Is there a way to make the remaining pieces less likely to pull away? Trying to think of a glue I could use, but no luck. I know the real answer is to have some foam cut to shape, but is there anything that can be done to the pick and pull type?
 
No but this method is better anyway:

[video]https://bryanearl.com/blog/how-to-tutorials/72-how-to-custom-foam-cutting-for-the-pelican-1720-case-using-hot-wire-cutter[/video]
 
This has been discussed here serval times. There's a type of spray you can use once you've "picked & plucked" that will hold the foam together. You can also pull out the foam sheets and wrap them in gaffer tape. It won't stick to the foam but it will stick to itself, so think of the foam as filler. You can also get a sheet of rubber or neoprene matting, cut it to the same pattern as the foam and rubber cement it to the top of the foam to provide some structure.
 
Its fairly advanced but.

Can you design (I suggest Fusion 360) your cases and get them CNC cut. Or check out various services that design and cut.
 
If the item fitting the pluck foam is no deeper than one layer, I find glueing a piece of fabric underneath the foam holds it together nicely...I used 3m foam feargering spray (contact cement in a can) and a canvas type non stretch gray fabric...works great
 
Nice. I like the low tech ideas for pick n pluck (thats the little long square shaped pieces right?). What are the sprays to hold it together called? Do you have to worry about anything sprayed coming in contact with gear?
 
I think I'm going to try the plastidip, I'm sure I have one can at home. Had never heard of doing this until now. Need to decide how much will remain unsprayed for future purchase, I have some empty areas that might get extra stuff or add some lenses down the road.
 
I'm too cheap, need to see how this turns out. Need to let the plastidip outgas for a couple of days before I put lenses back in this.

If I buy new foam, I'll probably track down some polypropylene or polyethylene foam sheets. Should be soft enough, but won't tear like foam rubber.
 
Well, one can is gone and the top layer of foam is sprayed. Still smell a little solvent this morning so need to wait longer. May put it outside in the Sun for a while to help the solvents evaporate.

The "large" 4800 case was $45usd with a coupon, also got the "medium" 3800 case for camera bodies which was $30usd.
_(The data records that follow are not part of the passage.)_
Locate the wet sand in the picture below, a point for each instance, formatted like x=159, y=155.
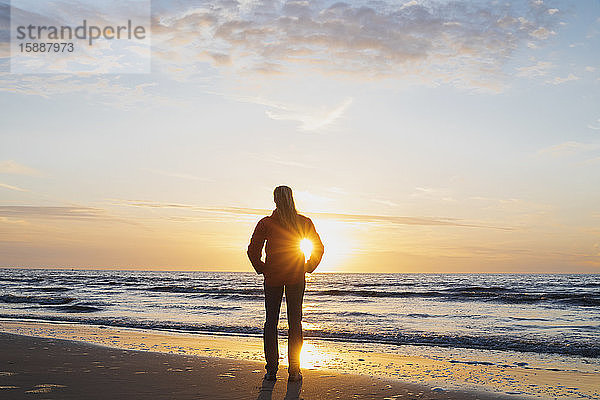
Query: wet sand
x=332, y=370
x=45, y=368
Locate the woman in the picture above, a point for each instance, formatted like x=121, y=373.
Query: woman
x=283, y=270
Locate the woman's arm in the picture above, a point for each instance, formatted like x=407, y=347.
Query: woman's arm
x=255, y=247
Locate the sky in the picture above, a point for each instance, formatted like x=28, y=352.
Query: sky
x=419, y=136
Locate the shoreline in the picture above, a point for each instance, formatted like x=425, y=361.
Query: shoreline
x=467, y=375
x=69, y=369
Cans of Plastidip are about $5usd each so if it works OK, it will be a good first step for many people. Once the foam wear out, custom would be the way to go.

I'll let you know how well it works when I get the lenses back in place, shouldn't be more than a day or two more.
 
Greg, Did you spray the plastic dip[ over the whole peice of foam or just in the holes that you had pluck out? What color is the dip?
 
Sorry, just saw this. I used black plastidip and sprayed the entire top level of foam. Every side and lots in the holes. I think I went light in the big empty area so that I could pull more holes if I added lenses, but still at least one coat in that area.

The case for the camera bodies didn't go as well, lots of places where there was only a single block between pieces, and this started pulling away from handle while spraying. You can kind of glue these back together with the spray, but not always going to work. Over all still happy with the money spent and function of the cases.
 
Yes, solid rule of thumb with pick-and-pluck is to leave at least two blocks thickness for "walls". With or without spraying, a single block wall will get torn out of place pretty easily.